问题
(I have posted the question on https://github.com/tensorflow/federated/issues/793 and maybe also here!)
I have customized my own data and model to federated interfaces and the training converged. But I am confused about an issue that in an images classification task, the whole dataset is extreme large and it can't be stored in a single federated_train_data
nor be imported to memory for one time. So I need to load the dataset from the hard disk in batches to memory real-timely and use Keras model.fit_generator
instead of model.fit
during training, the approach people use to deal with large data.
I suppose in iterative_process
shown in image classification tutorial, the model is fitted on a fixed set of data. Is there any way to adjust the code to let it fit to a data generator?I have looked into the source codes but still quite confused. Would be incredibly grateful for any hints.
回答1:
Generally, TFF considers the feeding of data to be part of the "Python driver loop", which is a helpful distinction to make when writing TFF code.

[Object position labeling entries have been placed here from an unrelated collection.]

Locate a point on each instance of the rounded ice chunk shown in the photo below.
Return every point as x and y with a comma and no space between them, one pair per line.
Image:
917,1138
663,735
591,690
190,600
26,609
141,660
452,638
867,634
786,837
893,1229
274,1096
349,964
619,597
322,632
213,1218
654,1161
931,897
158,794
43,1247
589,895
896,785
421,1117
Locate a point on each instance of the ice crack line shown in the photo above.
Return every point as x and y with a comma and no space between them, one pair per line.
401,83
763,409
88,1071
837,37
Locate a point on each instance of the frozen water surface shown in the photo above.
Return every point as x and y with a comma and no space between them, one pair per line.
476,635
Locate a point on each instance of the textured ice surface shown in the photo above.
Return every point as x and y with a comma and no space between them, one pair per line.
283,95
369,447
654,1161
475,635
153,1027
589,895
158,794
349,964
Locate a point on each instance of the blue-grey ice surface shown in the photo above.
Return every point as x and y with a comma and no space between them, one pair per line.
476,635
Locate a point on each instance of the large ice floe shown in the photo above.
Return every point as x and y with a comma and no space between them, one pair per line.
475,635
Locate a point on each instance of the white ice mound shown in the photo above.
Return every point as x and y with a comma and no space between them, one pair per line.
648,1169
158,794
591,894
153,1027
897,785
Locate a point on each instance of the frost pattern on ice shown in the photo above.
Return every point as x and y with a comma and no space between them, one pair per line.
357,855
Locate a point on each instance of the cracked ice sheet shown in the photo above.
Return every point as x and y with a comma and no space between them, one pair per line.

In fact, when writing TFF, there are generally three levels at which one may be writing:
- TensorFlow defining local processing (IE, processing that will happen on the clients, or on the server, or in the aggregators, or at any other placement one may want, but only a single placement.
- Native TFF defining the way data is communicated across placements. For example, writing
tff.federated_sum
inside of atff.federated_computation
decorator; writing this line declares "this data is moved from clients to server, and aggregated via the sum operator". - Python "driving" the TFF loop, e.g. running a single round. It is the job of this final level to do what a "real" federated learning runtime would do; one example here would be selecting the clients for a given round.

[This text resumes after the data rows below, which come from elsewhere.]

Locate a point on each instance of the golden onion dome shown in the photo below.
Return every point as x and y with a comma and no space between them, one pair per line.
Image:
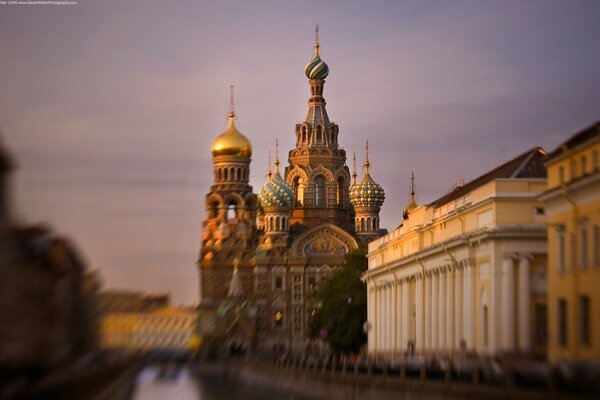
231,142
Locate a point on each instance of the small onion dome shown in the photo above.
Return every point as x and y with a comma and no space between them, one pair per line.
231,142
412,204
316,68
275,194
367,193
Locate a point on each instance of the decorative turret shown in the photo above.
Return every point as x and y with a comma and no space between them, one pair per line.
231,142
231,152
316,68
412,201
366,197
317,130
229,230
276,199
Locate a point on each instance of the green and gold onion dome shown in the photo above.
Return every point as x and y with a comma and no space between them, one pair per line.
231,142
316,68
412,204
275,194
367,193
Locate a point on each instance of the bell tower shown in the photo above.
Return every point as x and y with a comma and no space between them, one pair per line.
229,232
317,172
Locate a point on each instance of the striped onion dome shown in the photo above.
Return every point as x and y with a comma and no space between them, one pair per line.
275,194
367,193
316,68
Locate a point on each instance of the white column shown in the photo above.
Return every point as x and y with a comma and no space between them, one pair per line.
420,314
442,312
370,306
470,334
427,312
449,309
458,308
405,313
508,304
524,305
386,320
377,323
435,309
390,318
398,316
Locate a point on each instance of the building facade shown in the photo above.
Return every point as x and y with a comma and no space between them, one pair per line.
572,202
466,272
165,328
288,237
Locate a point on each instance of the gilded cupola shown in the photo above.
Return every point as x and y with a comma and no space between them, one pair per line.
316,68
412,201
231,142
367,192
275,194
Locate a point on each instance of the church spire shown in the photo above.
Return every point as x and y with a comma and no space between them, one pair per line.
231,102
412,201
277,156
317,41
354,168
367,163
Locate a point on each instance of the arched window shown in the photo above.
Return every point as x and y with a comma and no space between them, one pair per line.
298,191
214,209
341,192
231,211
320,191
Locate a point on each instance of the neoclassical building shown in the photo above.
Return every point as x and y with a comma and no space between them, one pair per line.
466,272
572,202
288,237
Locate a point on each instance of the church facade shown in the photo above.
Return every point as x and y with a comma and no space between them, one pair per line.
287,238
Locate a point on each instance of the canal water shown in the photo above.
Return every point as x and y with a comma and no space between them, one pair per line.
152,384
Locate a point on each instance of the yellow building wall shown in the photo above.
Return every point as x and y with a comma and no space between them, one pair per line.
575,281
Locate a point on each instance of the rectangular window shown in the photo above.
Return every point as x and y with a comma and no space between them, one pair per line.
583,253
278,319
278,283
562,322
596,245
541,324
584,323
485,218
571,252
561,175
560,250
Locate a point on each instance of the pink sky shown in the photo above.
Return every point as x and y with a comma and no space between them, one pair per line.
110,107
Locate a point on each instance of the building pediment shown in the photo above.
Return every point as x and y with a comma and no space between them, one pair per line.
324,240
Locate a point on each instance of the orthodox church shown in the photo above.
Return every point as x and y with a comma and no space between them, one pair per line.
275,247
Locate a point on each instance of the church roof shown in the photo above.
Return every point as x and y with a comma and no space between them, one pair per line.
575,140
528,165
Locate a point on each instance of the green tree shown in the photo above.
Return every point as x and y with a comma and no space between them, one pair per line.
341,306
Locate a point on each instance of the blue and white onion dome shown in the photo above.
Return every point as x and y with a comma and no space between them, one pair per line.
276,194
367,193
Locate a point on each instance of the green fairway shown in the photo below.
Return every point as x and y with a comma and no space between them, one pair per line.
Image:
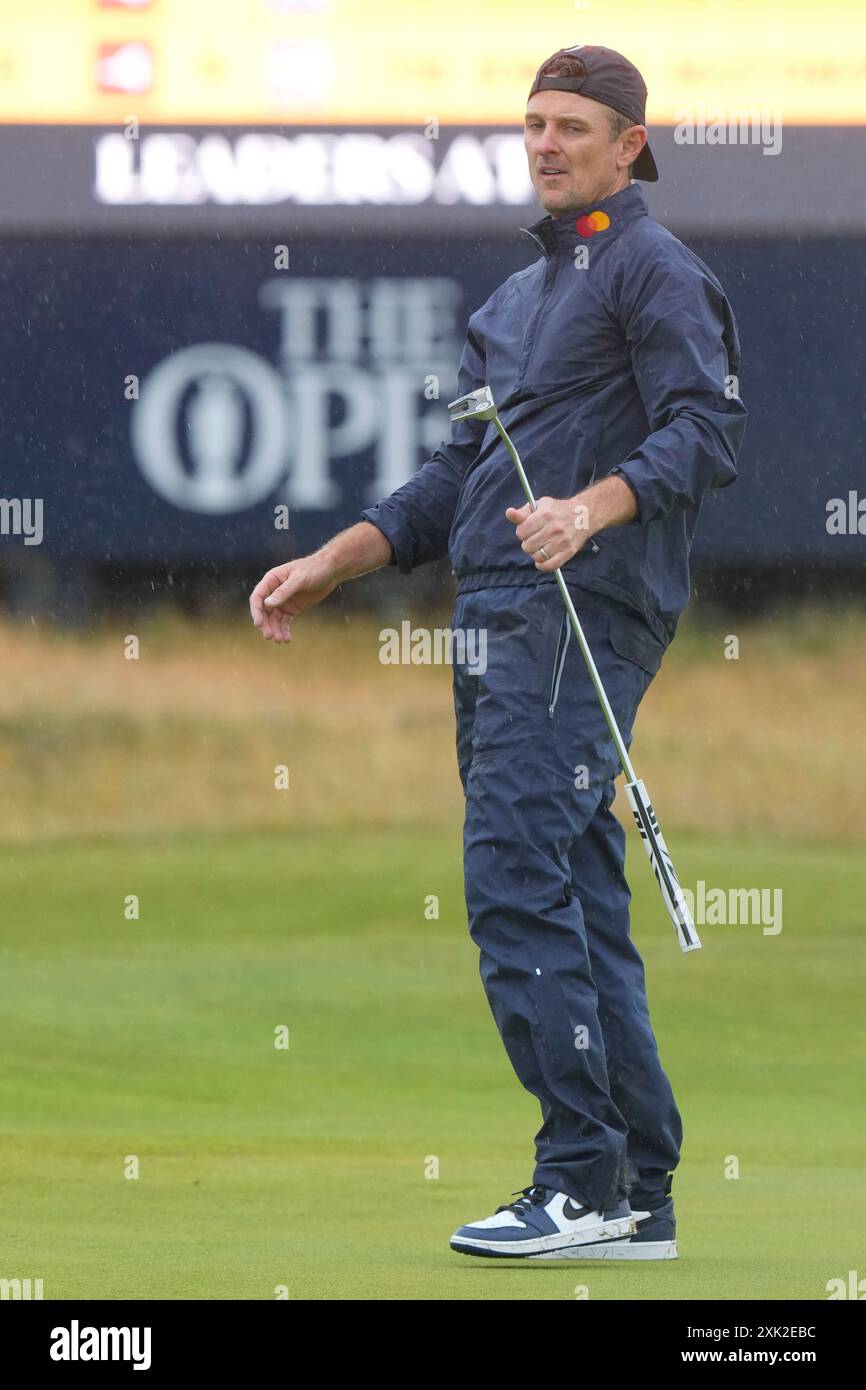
306,1166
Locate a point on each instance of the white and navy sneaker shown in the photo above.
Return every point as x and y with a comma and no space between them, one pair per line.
654,1239
542,1225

If this breakdown is kept in mind, using a generator or some other lazy-evaluation-style construct to feed data in to a federated computation becomes relatively simple; it is just done at the Python level.
One way this could be done is via the create_tf_dataset_for_client method on the ClientData
object; as you loop over rounds, your Python code can select from the list of client_ids
, then you can instantiate a new list of tf.data.Datasets
and pass them in as your new set of client data. An example of this relatively simple usage would be here, and a more advanced usage (involving defining a custom client_datasets_fn
which takes client_id
as a parameter, and passing it to a separately-defined training loop would be here, in the code associated to this paper.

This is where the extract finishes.